Je pose ma main sur le bras de Mathias pour lui indiquer de rester là, et fais signe à Arthur de patienter, le temps que tout ce petit monde nous laisse le champ libre. Un soupir m’échappe quand je referme la porte derrière eux et me tourne vers mon Bûcheron et mon bras droit.

- Eh bien, sacrée réunion… Fallait que la Vierge s’en mêle en plus, ris-je nerveusement.

- Ça s'est bien passé, je trouve, me répond Arthur en venant me serrer dans ses bras.

- Pas trop mal, oui… Merci du soutien, je suis contente que tu me trouves au moins une qualité !

- Oh moi, je t’en trouve beaucoup, rit-il un peu gêné.

- Ouais, vas-y, Arthur, tu vas galérer ! s’amuse Snow. Tu aurais dû dire : “Parmi les nombreuses qualités de cette femme, il en est une qui met en exergue ses charmes encore plus que les autres.”

- Nom de dieu, Snow, tu parles bien quand tu veux, ris-je avant d’embrasser Arthur au coin des lèvres. Beaucoup ? J’attends une liste écrite au plus vite, j’ai besoin d’un peu de confiance, charmant Bûcheron.

- Ah parce qu’en plus, c’est à moi de faire la liste ? dit-il amusé. Moi qui pensais que j’allais pouvoir me reposer, c’est mort ! La liste est si longue que ça risque de prendre toute la nuit.

- Tu peux t’installer, et interdiction de dormir tant qu’elle n’est pas complète, dis-je en lui faisant un clin d'œil. Plus sérieusement, est-ce qu’on peut bosser un peu tous les trois sur la carte du coin et réfléchir à la stratégie à adopter dans mes quartiers ? Promis, je ne vous garde pas toute la nuit, mais il paraît que je manque d’organisation et j’ai besoin de poser les choses avec vous.

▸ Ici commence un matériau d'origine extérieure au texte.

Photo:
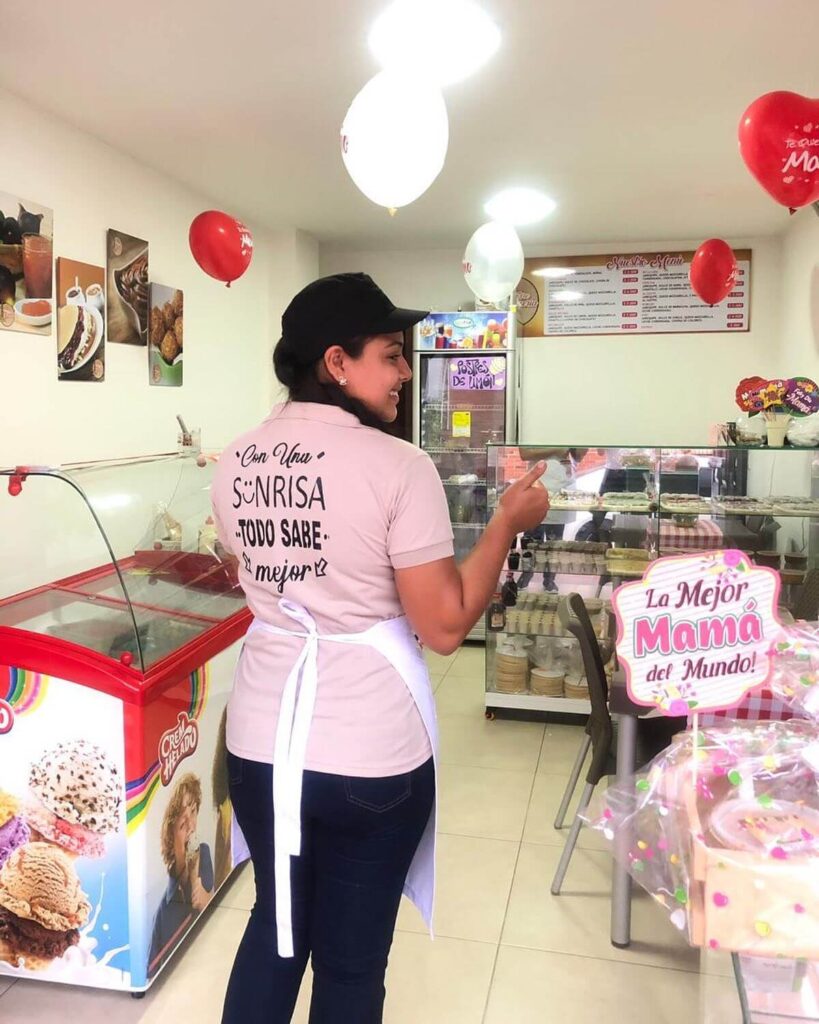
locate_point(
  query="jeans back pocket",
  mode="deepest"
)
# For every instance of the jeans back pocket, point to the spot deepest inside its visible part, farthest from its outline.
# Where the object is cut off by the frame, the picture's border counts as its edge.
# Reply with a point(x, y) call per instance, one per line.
point(378, 795)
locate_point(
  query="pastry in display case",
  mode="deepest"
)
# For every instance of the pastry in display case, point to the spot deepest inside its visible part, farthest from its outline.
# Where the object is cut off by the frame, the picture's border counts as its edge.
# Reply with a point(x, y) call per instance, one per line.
point(619, 510)
point(465, 396)
point(120, 627)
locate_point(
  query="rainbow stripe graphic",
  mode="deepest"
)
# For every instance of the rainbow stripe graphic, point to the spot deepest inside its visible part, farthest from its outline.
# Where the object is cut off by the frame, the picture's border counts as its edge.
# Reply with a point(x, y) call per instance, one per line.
point(139, 793)
point(24, 690)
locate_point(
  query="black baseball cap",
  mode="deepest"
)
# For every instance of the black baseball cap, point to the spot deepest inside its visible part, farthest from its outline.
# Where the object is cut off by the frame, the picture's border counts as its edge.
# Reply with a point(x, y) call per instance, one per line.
point(332, 310)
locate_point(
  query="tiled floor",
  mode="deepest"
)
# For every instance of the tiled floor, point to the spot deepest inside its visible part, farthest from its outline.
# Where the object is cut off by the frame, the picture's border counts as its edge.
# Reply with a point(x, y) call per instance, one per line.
point(507, 951)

- Tu sais que je ne rigolais pas quand je disais que je te faisais confiance, Julia ?

- Et c’est réciproque. Te voilà membre du club des deux, Arthur, et je t’assure que ce n’est pas donné à n’importe qui d’y entrer, ris-je.

- Il est nul le nom de votre club !

- Désolé mon pote, mais on était deux quand on l’a choisi, ricane Snow. T’as pas voix à ce chapitre-là. Te plains pas qu’on te laisse y entrer, déjà.

- Je m’incline. Et pour le plan, on trouve la Grotte, on met un panneau : “voici la sortie” et on fait des entraînements de course à pied ? Ça devrait suffire non ?

Je l’observe un moment sans rien dire avant d’éclater de rire. Est-ce qu’il est sérieux ou c’était une blague ? Un petit panneau et de la course à pied, c’est tout ? Parfois, je ne sais pas quoi penser de ses répliques. Et le pire, c’est que souvent, j’adore ça. C’est rafraîchissant et cela me permet de respirer un coup et d’oublier la pression des responsabilités.